GR GT Toyota Semakin Berbahaya Di Nürburgring

0
22

Kamuflase Tidak Berbohong

Toyota tidak bersembunyi lagi. Dengan baik. Tidak seluruhnya.

Dilihat lagi di Green Hell, prototipe GR GT kembali ke Jerman, mengunyah aspal seolah-olah berhutang uang pada lintasan. Tapi kali ini? Ada perbedaan. Yang halus dan agresif. Sementara model standar melakukan tugasnya, versi yang lebih keras hadir tepat di belakangnya. Jalanan legal, tapi niatnya menjerit.

Prototipe ini menggunakan sayap belakang berleher angsa yang tidak terlihat seperti spesifikasi dasarnya.

Tentu saja ini bukan mobil balap GT3. Lihat plat nomornya? Ya. Itu melaju di jalan umum. Tapi lihat lebih dekat pada aerodinamisnya. Splitter depan menonjol lebih jauh, menggigit udara lebih agresif. Di bagian belakang, sayap tersebut dipasang lebih tinggi, jauh dari dek belakang. Teknologi F1 klasik. Dan jika Anda mengabaikan pita kamuflase sejenak, spatbor depan memiliki kisi-kisi. Ventilasi bergaya Porsche GT3 RS berbahan serat karbon. Canards di bemper juga.

Toyota sengaja membiarkan detail ini terungkap. Membiarkan Anda mengintip.

Mengapa repot-repot dengan paket mobil jalan raya yang berfokus pada trek? Biasanya, ini bukan tentang menambah tenaga kuda. Ini tentang menjaga mobil tetap di tanah dengan kecepatan 180 mph. Versi hardcore ini kemungkinan akan tetap menggunakan mesin V8 twin-turbo berkekuatan 641 tenaga kuda dan pengaturan hybrid. Angka torsi yang sama juga: 627 lb-ft. Mengapa? Karena aero melakukan pekerjaan berat ketika downforce lebih penting daripada kecepatan mentah.

Apakah itu menurunkan berat badan? Mungkin tidak cukup untuk mengubah karakter. GR GT reguler memiliki berat sekitar 3,850 lbs. Ringan untuk V8 hybrid, tentu saja, tapi berat dibandingkan dengan apa? Rangka bodi aluminium, potongan serat karbon di sana-sini. Mereka berbagi arsitektur ini dengan penerus LFA 2027 Lexus. Fakta menariknya, akan sepenuhnya bertenaga listrik.

LFA versi EV tidak bisa dihindari. Baterai solid-state, tentu saja, tetapi fisika tidak peduli dengan sensasi pemasaran. LFA listrik akan lebih berbobot. Tidak menghindari itu. Itu hanya akan menjadi lebih keras dalam keheningan.

V8 GR GT mungkin yang terakhir dari jenisnya. Emisi semakin ketat secara global. Jendelanya tertutup.

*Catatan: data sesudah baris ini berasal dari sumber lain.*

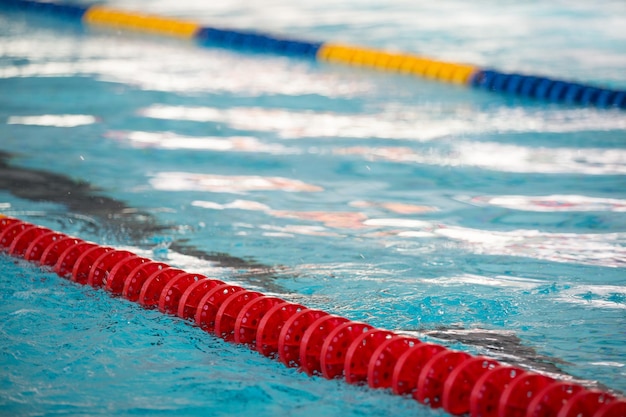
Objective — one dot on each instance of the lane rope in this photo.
(316, 342)
(513, 84)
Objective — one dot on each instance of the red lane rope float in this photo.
(316, 342)
(250, 316)
(271, 325)
(291, 334)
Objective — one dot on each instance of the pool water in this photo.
(418, 207)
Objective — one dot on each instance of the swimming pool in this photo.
(411, 205)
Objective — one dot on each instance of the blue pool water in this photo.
(414, 206)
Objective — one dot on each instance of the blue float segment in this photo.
(71, 11)
(547, 89)
(256, 42)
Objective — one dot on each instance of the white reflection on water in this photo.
(171, 141)
(550, 203)
(394, 122)
(138, 61)
(505, 158)
(186, 181)
(54, 120)
(601, 249)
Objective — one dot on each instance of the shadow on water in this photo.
(136, 227)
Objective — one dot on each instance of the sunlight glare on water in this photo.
(428, 209)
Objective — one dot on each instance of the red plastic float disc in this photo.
(68, 258)
(8, 221)
(250, 316)
(360, 353)
(84, 263)
(211, 303)
(116, 278)
(174, 289)
(190, 299)
(585, 403)
(335, 347)
(434, 374)
(384, 358)
(458, 386)
(102, 266)
(409, 365)
(138, 276)
(10, 233)
(613, 409)
(23, 240)
(551, 399)
(37, 246)
(486, 393)
(515, 398)
(226, 316)
(291, 335)
(270, 326)
(53, 251)
(313, 340)
(151, 289)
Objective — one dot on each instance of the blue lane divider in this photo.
(526, 86)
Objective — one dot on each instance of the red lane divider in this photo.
(316, 342)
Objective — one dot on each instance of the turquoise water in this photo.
(412, 205)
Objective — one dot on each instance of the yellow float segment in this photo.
(104, 16)
(392, 62)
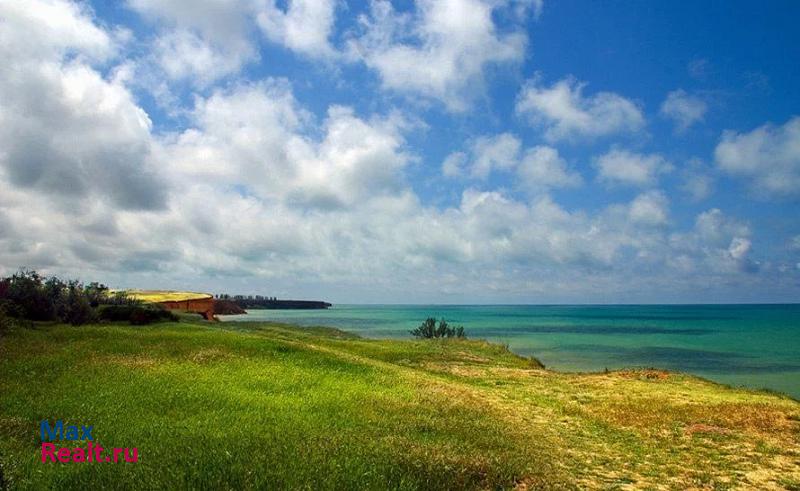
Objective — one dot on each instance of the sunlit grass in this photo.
(153, 296)
(273, 406)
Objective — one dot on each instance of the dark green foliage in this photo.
(27, 295)
(429, 330)
(135, 313)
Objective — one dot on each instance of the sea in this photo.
(755, 346)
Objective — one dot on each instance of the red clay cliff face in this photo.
(202, 306)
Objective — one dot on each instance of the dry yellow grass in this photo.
(155, 296)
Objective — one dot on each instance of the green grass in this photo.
(273, 406)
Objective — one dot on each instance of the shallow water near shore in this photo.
(755, 346)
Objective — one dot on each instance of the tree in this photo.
(429, 330)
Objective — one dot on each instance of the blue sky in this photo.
(427, 151)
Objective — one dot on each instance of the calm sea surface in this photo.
(750, 345)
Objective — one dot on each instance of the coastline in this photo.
(706, 341)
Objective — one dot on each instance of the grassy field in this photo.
(273, 406)
(151, 296)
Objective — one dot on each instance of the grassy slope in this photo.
(260, 405)
(164, 295)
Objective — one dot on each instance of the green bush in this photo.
(429, 330)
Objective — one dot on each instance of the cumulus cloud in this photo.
(697, 181)
(453, 164)
(65, 130)
(650, 208)
(304, 26)
(622, 167)
(252, 188)
(199, 41)
(718, 243)
(684, 109)
(440, 51)
(769, 156)
(497, 152)
(563, 112)
(538, 169)
(543, 168)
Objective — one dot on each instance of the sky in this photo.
(407, 151)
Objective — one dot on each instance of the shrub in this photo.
(429, 330)
(75, 307)
(29, 294)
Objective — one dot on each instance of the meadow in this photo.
(264, 405)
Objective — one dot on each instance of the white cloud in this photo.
(769, 156)
(564, 113)
(254, 189)
(453, 164)
(258, 131)
(496, 152)
(684, 109)
(185, 56)
(650, 208)
(717, 244)
(539, 169)
(697, 183)
(50, 29)
(439, 51)
(623, 167)
(304, 26)
(65, 130)
(199, 41)
(543, 168)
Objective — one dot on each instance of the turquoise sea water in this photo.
(750, 345)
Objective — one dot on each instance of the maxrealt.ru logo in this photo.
(67, 453)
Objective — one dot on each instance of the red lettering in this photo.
(47, 451)
(63, 455)
(135, 455)
(78, 454)
(97, 451)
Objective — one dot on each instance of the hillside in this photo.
(273, 406)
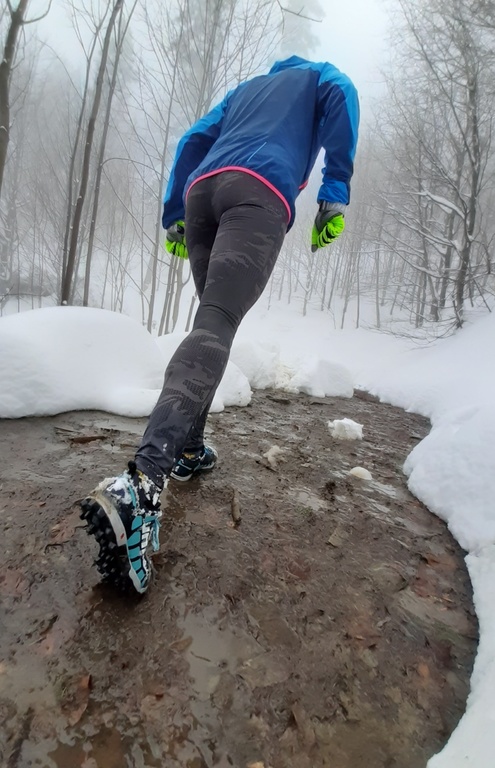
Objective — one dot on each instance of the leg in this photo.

Toyota sedang bermain catur 4D di Jerman. Melawan raksasa kandang Mercedes dan Porsche dengan mobil yang terlihat seperti lahir di terowongan angin. Tentu saja Mercedes AMG Black Series juga akan hadir. Tapi ada sesuatu yang puitis tentang ini. Supercar hibrida Jepang, keras, kompleks, berjiwa analog meskipun menggunakan motor listrik, sedang diuji di jalan paling terkenal di dunia.

Kami belum mengetahui nama pasti varian ini hingga diluncurkan tahun depan. Atau mungkin tidak akan pernah, jika mereka membundelnya sebagai paket aero opsional. Tidak masalah. Anda telah melihatnya. Kisi-kisinya. Sayap.

Tampaknya sudah siap.

Akankah Anda membeli mobil dengan biaya perbaikan sebesar ini ketika Anda akhirnya keluar di Sektor 13? Mungkin tidak. Tapi Anda pasti akan ingat pernah melihatnya.